Diecast Models are scale models of cars, aircrafts, trucks that are made using the diecast manufacturing process. These Diecast Models are usually made from an alloy called ZAMAK. Initially, diecast models started out as complementary accessories for model train sets with very little detail as to their designs. The early diecast models were also not sought after as collector items because they were made alloy with high lead content which were fragile. Lead as a poisonous metal was not known until the later part of the 20th century. The brittleness of the alloy also meant that diecast models then could not be manufactured to a high degree of detail.
Although these diecast models looks like children toys, they are actually scale down representation of the real thing. More care and attentions have been paid to their details and quality than the typical children's toys. In some cases, diecast models details were even derived from the actual blueprints of the real car or truck. In the US, the Dowst Brothers was one of the first companies that began producing diecast models. Their diecast models then, were mostly just a painted body with no interior details.

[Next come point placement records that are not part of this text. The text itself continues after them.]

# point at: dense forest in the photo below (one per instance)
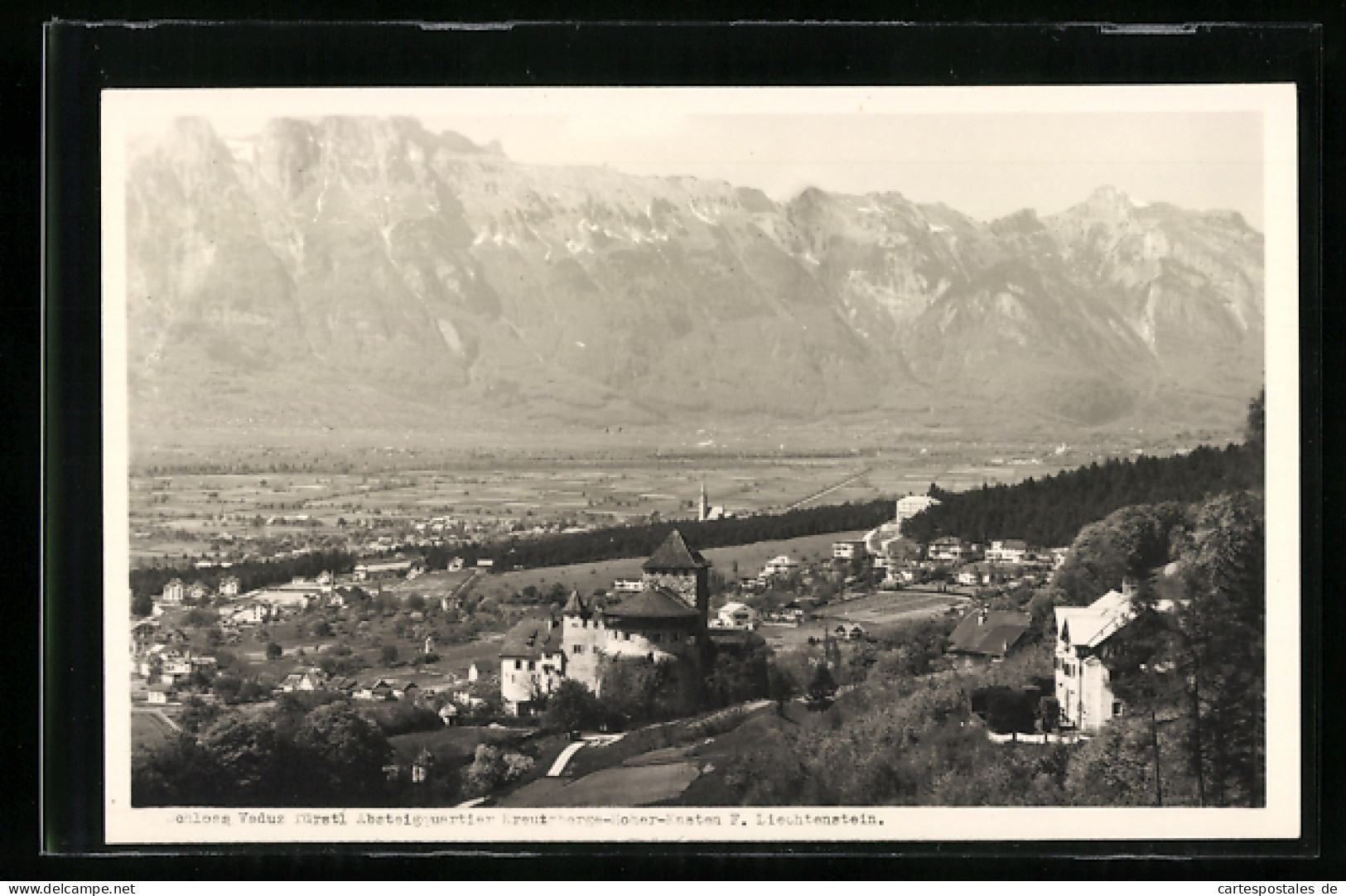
(1051, 510)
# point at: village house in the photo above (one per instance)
(376, 571)
(1007, 552)
(988, 634)
(665, 620)
(948, 549)
(736, 615)
(174, 592)
(848, 551)
(1083, 686)
(308, 680)
(782, 566)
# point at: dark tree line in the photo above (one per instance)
(1049, 512)
(642, 540)
(1191, 665)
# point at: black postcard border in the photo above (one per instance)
(85, 58)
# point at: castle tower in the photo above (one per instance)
(684, 572)
(583, 642)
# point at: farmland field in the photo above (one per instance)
(874, 613)
(195, 514)
(587, 577)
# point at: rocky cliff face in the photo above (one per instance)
(329, 271)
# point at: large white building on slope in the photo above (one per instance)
(1083, 686)
(667, 619)
(876, 540)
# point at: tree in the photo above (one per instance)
(571, 706)
(142, 605)
(781, 686)
(1223, 620)
(1255, 431)
(248, 754)
(823, 687)
(342, 754)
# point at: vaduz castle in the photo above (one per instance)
(665, 620)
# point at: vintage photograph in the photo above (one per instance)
(721, 465)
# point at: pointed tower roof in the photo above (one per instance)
(674, 555)
(575, 605)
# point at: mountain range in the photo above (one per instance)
(350, 272)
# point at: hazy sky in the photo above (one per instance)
(983, 152)
(983, 166)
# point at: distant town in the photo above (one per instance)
(700, 673)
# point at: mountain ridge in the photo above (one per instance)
(437, 272)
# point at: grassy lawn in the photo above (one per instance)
(622, 786)
(148, 730)
(452, 740)
(649, 766)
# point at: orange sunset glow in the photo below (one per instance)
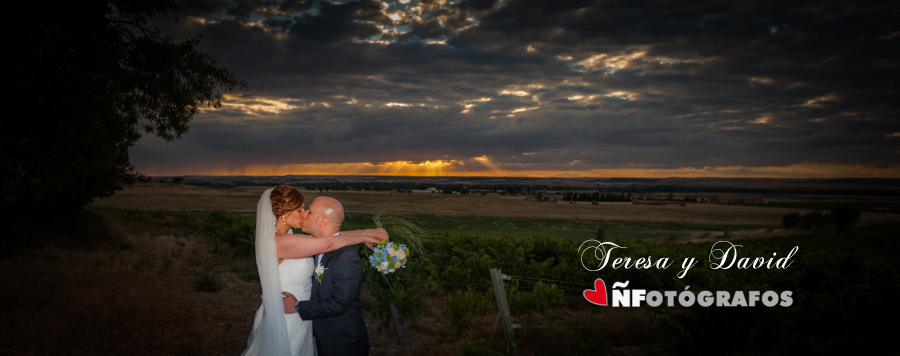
(483, 167)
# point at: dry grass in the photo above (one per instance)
(134, 296)
(137, 296)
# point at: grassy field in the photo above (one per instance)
(156, 285)
(168, 197)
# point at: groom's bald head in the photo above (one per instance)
(325, 217)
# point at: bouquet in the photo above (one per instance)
(388, 257)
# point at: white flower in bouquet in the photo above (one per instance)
(388, 256)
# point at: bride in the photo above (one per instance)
(285, 264)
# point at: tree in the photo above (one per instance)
(844, 217)
(86, 79)
(790, 220)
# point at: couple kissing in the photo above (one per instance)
(310, 283)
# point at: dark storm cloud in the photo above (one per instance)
(609, 84)
(339, 22)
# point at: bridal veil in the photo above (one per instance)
(272, 333)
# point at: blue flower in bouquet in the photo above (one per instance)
(388, 257)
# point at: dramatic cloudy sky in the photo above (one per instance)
(545, 88)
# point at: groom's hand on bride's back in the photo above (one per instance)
(289, 302)
(371, 242)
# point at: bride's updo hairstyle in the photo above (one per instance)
(285, 199)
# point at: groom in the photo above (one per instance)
(333, 305)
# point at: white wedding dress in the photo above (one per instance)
(296, 278)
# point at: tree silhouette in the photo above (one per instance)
(86, 76)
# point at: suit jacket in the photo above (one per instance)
(333, 306)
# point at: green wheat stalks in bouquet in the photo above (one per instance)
(401, 230)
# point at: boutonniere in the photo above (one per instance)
(320, 272)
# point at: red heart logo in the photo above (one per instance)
(598, 295)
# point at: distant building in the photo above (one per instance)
(736, 200)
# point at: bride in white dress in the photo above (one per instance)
(285, 264)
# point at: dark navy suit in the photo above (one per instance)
(333, 306)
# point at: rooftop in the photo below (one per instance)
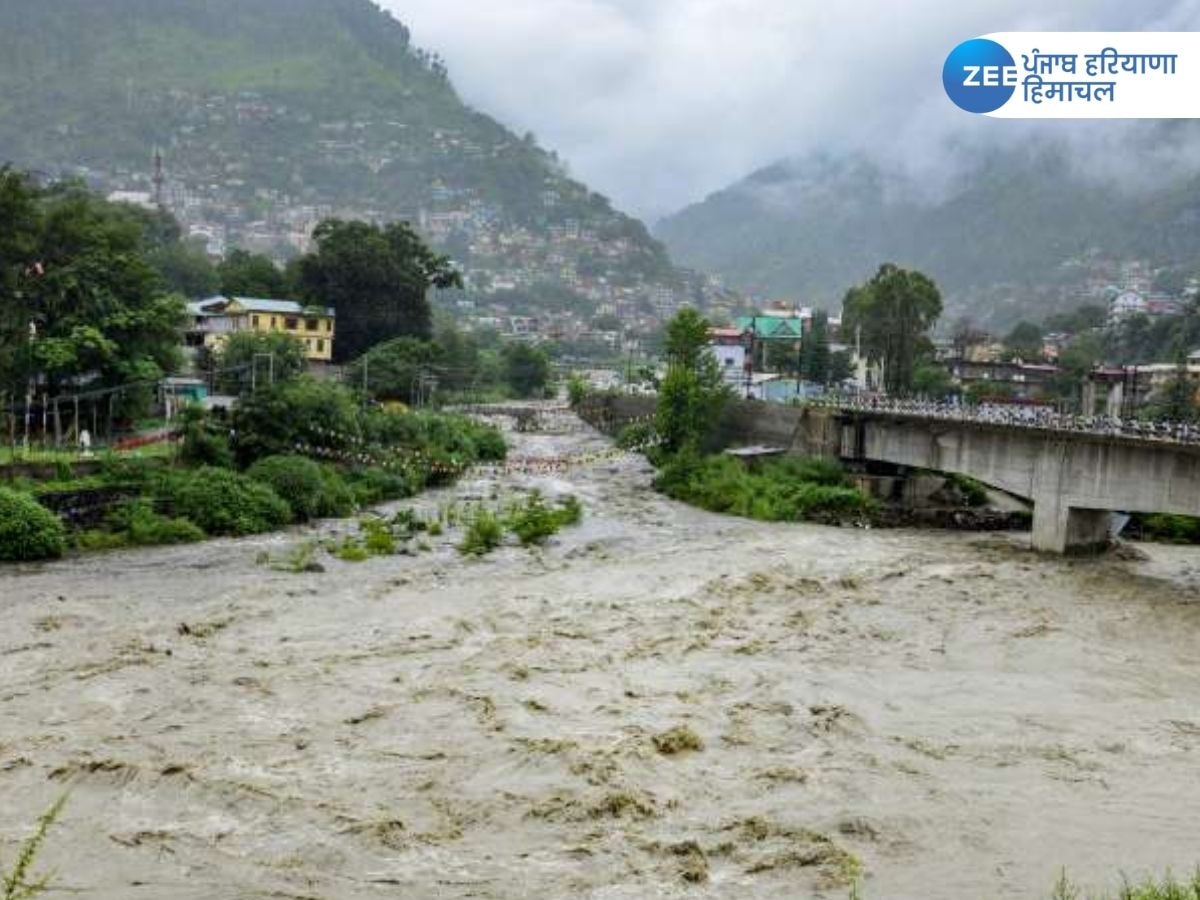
(220, 305)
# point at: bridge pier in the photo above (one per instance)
(1059, 528)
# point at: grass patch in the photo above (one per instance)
(679, 739)
(485, 533)
(19, 882)
(533, 521)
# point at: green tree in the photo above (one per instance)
(1025, 341)
(526, 370)
(299, 415)
(893, 312)
(244, 274)
(693, 393)
(378, 280)
(841, 367)
(457, 360)
(88, 304)
(19, 245)
(933, 381)
(255, 358)
(815, 351)
(1075, 363)
(394, 369)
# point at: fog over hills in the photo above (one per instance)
(1009, 232)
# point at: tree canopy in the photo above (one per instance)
(244, 274)
(378, 280)
(79, 297)
(893, 313)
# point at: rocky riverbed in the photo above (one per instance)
(661, 702)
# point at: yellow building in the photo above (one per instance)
(214, 319)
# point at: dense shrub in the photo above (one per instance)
(202, 441)
(223, 502)
(779, 491)
(336, 498)
(297, 479)
(636, 436)
(139, 526)
(1168, 528)
(533, 521)
(576, 389)
(373, 485)
(484, 534)
(321, 417)
(28, 531)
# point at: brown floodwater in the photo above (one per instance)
(959, 717)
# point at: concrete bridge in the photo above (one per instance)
(1077, 478)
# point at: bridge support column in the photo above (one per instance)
(1059, 528)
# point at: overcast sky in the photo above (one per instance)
(660, 102)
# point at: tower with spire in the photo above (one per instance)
(160, 180)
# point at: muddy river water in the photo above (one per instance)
(953, 714)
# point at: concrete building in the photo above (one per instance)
(214, 319)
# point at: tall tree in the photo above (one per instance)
(82, 299)
(377, 279)
(1025, 341)
(19, 240)
(815, 349)
(893, 312)
(693, 393)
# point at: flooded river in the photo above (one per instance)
(953, 714)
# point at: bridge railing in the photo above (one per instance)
(1015, 418)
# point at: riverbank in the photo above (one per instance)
(959, 717)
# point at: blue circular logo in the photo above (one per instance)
(979, 76)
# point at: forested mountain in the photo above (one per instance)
(1018, 234)
(271, 114)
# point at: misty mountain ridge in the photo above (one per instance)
(274, 114)
(1012, 233)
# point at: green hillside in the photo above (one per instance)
(271, 111)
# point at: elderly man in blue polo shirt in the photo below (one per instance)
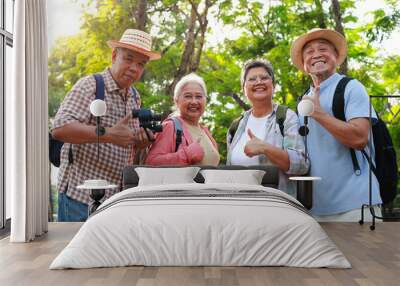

Today, most of the popular diecast models were modeled after automobiles. Nevertheless, diecast models were not just restricted to the automobiles, but many were modeled after aircrafts, tanks, trucks, ships and construction equipment as well. However, because of the diversity of diecast models that exists in the market, most hobbyists just specialize on one or two categories that hold their interests.
Diecast models are produced in different sizes according to scale to the real thing. The scales can be range from 1/18 to 1/87 and so forth. Diecast models with a scale of 1/18 mean that they are one eighteenth the dimension of the actual thing. The larger models are usually the ones with the most details. One can usually see the finer details of a car doors, engine parts and even the gauges on the dashboard. But they are also the ones that are the most expensive. Besides from the higher costs that deter collectors, the large sizes also pose a difficulty when it comes to displaying or storing these larger diecast models.
Today, collecting diecast models is still an extremely popular hobby. In fact, with the modern manufacturing technology, these diecast models are improving in quality and detail every day. A comparison with a Corgi model of the postwar era to that of a Matchbox model today will really demonstrate the improvements that have been made over the years. Nevertheless, diecast models from the postwar era are extremely rare today. And if you are able to get hold of any of these older models, they are worth collecting as these diecast models will fetch a good price on eBay.